A grid sampling is declared via the DirectSampling constructor, in which the bounds and discretisation steps of each input to vary are declared:

val input_i = Val[Int]
val input_j = Val[Double]
val output1 = Val[Double]
val output2 = Val[Double]

DirectSampling(
  evaluation = my_own_model,
  sampling =
    (input_i in (0 to 10 by 2)) x
    (input_j in (0.0 to 5.0 by 0.5)),
  aggregation = Seq(output1 evaluate median, output2)
) hook display

with
  • evaluation is the task (or composition of tasks) that uses your inputs, typically your model task and a hook,
  • sampling is the sampling task,
  • aggregation (optional) is some aggregation functions to be called on the outputs of your evaluation task. The format is variable evaluate function. OpenMOLE provides some aggregation functions to such as: median, medianAbsoluteDeviation, average, meanSquaredError, rootMeanSquaredError. If no a variable is listed and no aggregate function is provided, the values are aggregated in a array.
For Double sequence samplings, a convenient primitive provides logarithmic ranges the following way: input_j in LogRangeDomain(min,max,number_of_steps) where the third argument is the number of steps in the range. The syntax can be simplified with the logSteps keyword like this: input_j in (Range(1e-2,0.1) logSteps 4. The hook keyword is used to save or display results generated during the execution of a workflow. The generic way to use it is to write either hook(workDirectory / "path/of/a/file.csv") to save the results in a CSV file, or hook display to display the results in the standard output. See this page for more details about this hook.

Use example 🔗

Here is a dummy workflow showing the exploration of a Java model, that takes an integer value as input, and generates a string as output:

// Inputs and outputs declaration
val i = Val[Int]
val o = Val[Double]
// Defines the model
val myModel =
  ScalaTask("val o = i * 2") set (
    inputs += i,
    outputs += (i, o)
  )


DirectSampling(
  evaluation = myModel hook display,
  sampling = i in (0 to 10 by 1),
  aggregation = Seq(o evaluate average)
) hook display

Some details:
  • myModel is the task that multiply the input by 2,
  • the evaluation attribute of the DirectSampling method is the composition of myModel and a hook,
  • the aggregation attribute of the DirectSampling method is set to computes the average upon the values of o,
  • the task declared under the name DirectSampling is a DirectSampling task, which means it will generate parallel executions of myModel, one for each sample generated by the sampling task.

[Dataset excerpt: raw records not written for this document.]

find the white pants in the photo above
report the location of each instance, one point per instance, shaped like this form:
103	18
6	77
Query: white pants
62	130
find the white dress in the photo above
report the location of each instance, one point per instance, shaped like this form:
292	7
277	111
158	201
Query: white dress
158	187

One factor at a time sampling 🔗

In the case of models requiring a long time to run, or for preliminary experiments, one may want to proceed to a sampling similar to the grid sampling, with a reduced number of total runs. For this, one can vary each factor successively in its domain, the others being fixed to a nominal value. Note that this type of sampling first will necessarily miss potential interactions between factors, and secondly will explore only a very small fraction of the parameter space. The computational load in terms of number of model runs will then be only the sum of the sizes of factor domains, instead of their product in the case of a full grid. For example, with two factors x1 and x2 varying each between 0 and 1 with a step of 0.1, if their nominal value is 0.5, the one factor sampling will take first x1 = 0, 0.1, ... , 1} while @b{x2 = 0.5}, and then the contrary.

Use within OpenMOLE 🔗

The sampling primitive OneFactorSampling does so and takes as arguments any number of factors decorated by the keyword nominal and the nominal value. It is used as follows in an example with a DirectSampling:

val x1 = Val[Double]
val x2 = Val[Double]
val o = Val[Double]

val myModel = ScalaTask("val o = x1 + x2") set (
    inputs += (x1,x2),
    outputs += (x1,x2, o)
  )

DirectSampling(
  evaluation = myModel hook display,
  sampling = OneFactorSampling(
    (x1 in (0.0 to 1.0 by 0.2)) nominal 0.5,
    (x2 in (0.0 to 1.0 by 0.2)) nominal 0.5
  )
)

The hook keyword is used to save or display results generated during the execution of a workflow. The generic way to use it is to write either hook(workDirectory / "path/of/a/file.csv") to save the results in a CSV file, or hook display to display the results in the standard output. See this page for more details about this hook.